One of the first issues I ran into was the PageLoadMetricsObserver DCHECK'ing [
cs] when navigating a <fencedframe> hosted by MPArch. This was fixed for prerendering by this
CL, however I noticed that the fix did not work for Fenced Frames out-of-the-box because our WIP does not add a new RFHI LifecycleState enum value.
My understanding is that in order to fix problems like this for fenced frames, it is necessary to add:
- A new RenderFrameHostImpl::LifecycleStateImpl enum value (presumably one for RFH and for RFHI)
- This was made clear by altimin@ given some discussion in the internal MPArch channel
- A new FrameTree::Type enum value for fenced frames as well
- This was mentioned by sreejakshetty@ also in the internal MPArch channel
I'm happy to add a new kFencedFrames value to each of these enums, however I want to make sure I'm doing so responsibly. My initial interest is to suppress bugs in e.g., PageLoadMetricsObserver and ContentFaviconDriver for fenced frames in the same way we do for prerendering, but I'm worried about introducing side effects.
There is certainly code that conditionally allows some behavior for kActive RenderFrameHostImpls and kPrimary FrameTrees, that we disallow for prerenders via the kPrerendering value among other things. I imagine we'll want a similar set of restrictions for fenced frames, but I'd like to get some MPArch folks' opinion on how to introduce a kFencedFrames value and protect against inadvertently losing a bunch of kActive-esque behavior that we may actually want for fenced frames. The only mitigation I can think of is doing a full audit of all kActive and kPrerendering usages, and ensuring that we'd have the right behavior for kFencedFrames in each place. This seems tedious and dependent on domain-specific knowledge in some places, so I just want to see if folks have other guidance here for MPArch-consuming projects. The alternative seems to be: just introduce the value, and hope it doesn't break important things. The only way to verify that <fencedframe> is truly correct in this case seems to be to write a test for every single web platform feature being used in a <fencedframe>, which certainly isn't scalable :)

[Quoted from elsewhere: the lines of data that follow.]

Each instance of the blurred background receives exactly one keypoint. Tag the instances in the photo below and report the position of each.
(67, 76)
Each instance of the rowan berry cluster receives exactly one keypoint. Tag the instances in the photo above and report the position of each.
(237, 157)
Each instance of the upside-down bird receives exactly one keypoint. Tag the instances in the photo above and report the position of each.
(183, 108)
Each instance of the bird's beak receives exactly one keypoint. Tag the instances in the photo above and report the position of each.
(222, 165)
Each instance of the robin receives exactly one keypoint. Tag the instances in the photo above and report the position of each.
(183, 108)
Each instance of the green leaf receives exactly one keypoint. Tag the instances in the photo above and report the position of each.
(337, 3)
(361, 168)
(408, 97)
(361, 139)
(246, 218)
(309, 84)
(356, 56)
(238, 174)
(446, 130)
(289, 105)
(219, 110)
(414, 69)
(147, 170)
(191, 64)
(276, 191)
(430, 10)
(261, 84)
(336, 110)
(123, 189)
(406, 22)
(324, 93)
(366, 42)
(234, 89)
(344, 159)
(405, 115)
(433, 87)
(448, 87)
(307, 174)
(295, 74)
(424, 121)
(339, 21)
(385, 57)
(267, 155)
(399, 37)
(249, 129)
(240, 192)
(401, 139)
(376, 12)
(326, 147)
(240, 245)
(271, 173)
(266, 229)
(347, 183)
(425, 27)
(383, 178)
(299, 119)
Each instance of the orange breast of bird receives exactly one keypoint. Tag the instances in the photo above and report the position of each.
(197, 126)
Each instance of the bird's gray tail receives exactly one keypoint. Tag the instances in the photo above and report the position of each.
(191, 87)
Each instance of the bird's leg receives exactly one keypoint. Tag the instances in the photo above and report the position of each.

More generally, I imagine we'll have two types of MPArch consumers in the long-run:
- Fully hidden consumers with some set of needs and restrictions similar to kPrerendering today
- Nested-and-visible consumers with perhaps a different set of needs and restrictions. This is similar to kPrerendering, but may look a little more like kActive in some places, since we'll support rendering/input and act more like a subframe than a truly invisible page
At the moment I'm not sure what the difference in needs might be between the two, but any work that we can do for Fenced Frames to help generalize this pattern seems like a good idea if my perspective is at all correct.